Development and Evaluation of Swellable Elementary Osmotic Pump Tablet of Glipizide

Abstract

The medicine glipizide, which is not particularly water-soluble, may now be efficiently delivered with the help of a new kind of tablet called an 
elementary osmotic pump (EOP). A drug is released from the system via a delivery orifice in the form of a fine dispersion, prepared for 
absorption and dissolving, by use of the Swellable Elementary Osmotic Pump [SEOP]. SEOP tablets were made by compressing a convex 
tablet containing a combination of micronized medication and excipients. Wet and swelling agents, osmotic agents, and hydrophobic 
plasticizers were studied for their effects on release rate. For 24 hours, researchers looked at how several formulations of this dosage form 
released glipizide at a pH of 6.8. Data collected from osmotic devices revealed that the medication release profile is quite sensitive to the core 
formulation's polymer type. A reduction in medication release was seen when the dosage of HPMC E50-LV was raised from 30 to 60 mg. By 
increasing the quantity of wetting agent to 45 mg, the release rate and zero order release pattern of glipizide were much improved. Although 
the device's semipermeable membrane attenuated glipizide release at concentrations ranging from 20% to 30% dibutylphthalate, the highest 
efficacy was achieved at this concentration. The optimal orifice diameter was determined to be 500 μm according to the SEM investigations. 
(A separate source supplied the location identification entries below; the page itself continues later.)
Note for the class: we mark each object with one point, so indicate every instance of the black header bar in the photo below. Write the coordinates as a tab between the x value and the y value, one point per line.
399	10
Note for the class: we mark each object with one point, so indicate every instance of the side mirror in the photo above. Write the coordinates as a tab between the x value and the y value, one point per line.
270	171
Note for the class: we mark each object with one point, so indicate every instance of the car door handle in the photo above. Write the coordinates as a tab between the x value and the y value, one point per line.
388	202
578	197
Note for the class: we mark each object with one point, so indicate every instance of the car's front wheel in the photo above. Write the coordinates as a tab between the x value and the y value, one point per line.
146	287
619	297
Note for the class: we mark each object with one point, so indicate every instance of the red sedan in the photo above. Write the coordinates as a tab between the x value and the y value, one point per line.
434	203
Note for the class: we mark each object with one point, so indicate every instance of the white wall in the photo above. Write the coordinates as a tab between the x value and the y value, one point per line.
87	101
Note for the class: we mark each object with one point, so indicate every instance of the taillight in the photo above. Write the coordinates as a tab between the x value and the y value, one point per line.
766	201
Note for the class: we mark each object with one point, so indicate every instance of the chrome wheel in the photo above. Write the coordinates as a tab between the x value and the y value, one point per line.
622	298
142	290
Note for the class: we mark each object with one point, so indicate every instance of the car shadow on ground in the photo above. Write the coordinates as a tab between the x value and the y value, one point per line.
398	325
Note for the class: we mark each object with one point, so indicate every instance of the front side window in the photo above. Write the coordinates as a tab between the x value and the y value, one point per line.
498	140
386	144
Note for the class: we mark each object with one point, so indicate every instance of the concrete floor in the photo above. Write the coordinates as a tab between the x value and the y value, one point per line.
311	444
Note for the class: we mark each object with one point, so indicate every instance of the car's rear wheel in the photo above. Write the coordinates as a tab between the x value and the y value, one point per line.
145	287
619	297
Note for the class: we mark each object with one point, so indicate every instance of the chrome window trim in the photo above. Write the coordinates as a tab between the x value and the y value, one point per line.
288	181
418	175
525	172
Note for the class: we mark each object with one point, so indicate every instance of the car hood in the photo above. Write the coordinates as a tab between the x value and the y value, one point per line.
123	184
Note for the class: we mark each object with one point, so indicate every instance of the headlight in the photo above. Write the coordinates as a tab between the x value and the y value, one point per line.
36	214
The 24-hour release rate of GF2 was superior to that of the commercially available Glipizide extended release tablet. There was a strong invivo and in-vitro association for GF2 as seen by the greater Cmax and AUC values, according to the bioavailability experiments conducted on 
albino rabbits for glipizide SEOP and Glipizide extended release tablet. Therefore, glipizide was effectively administered over the course of 24 
hours using a newly developed SEOP that achieved zero-order drug release.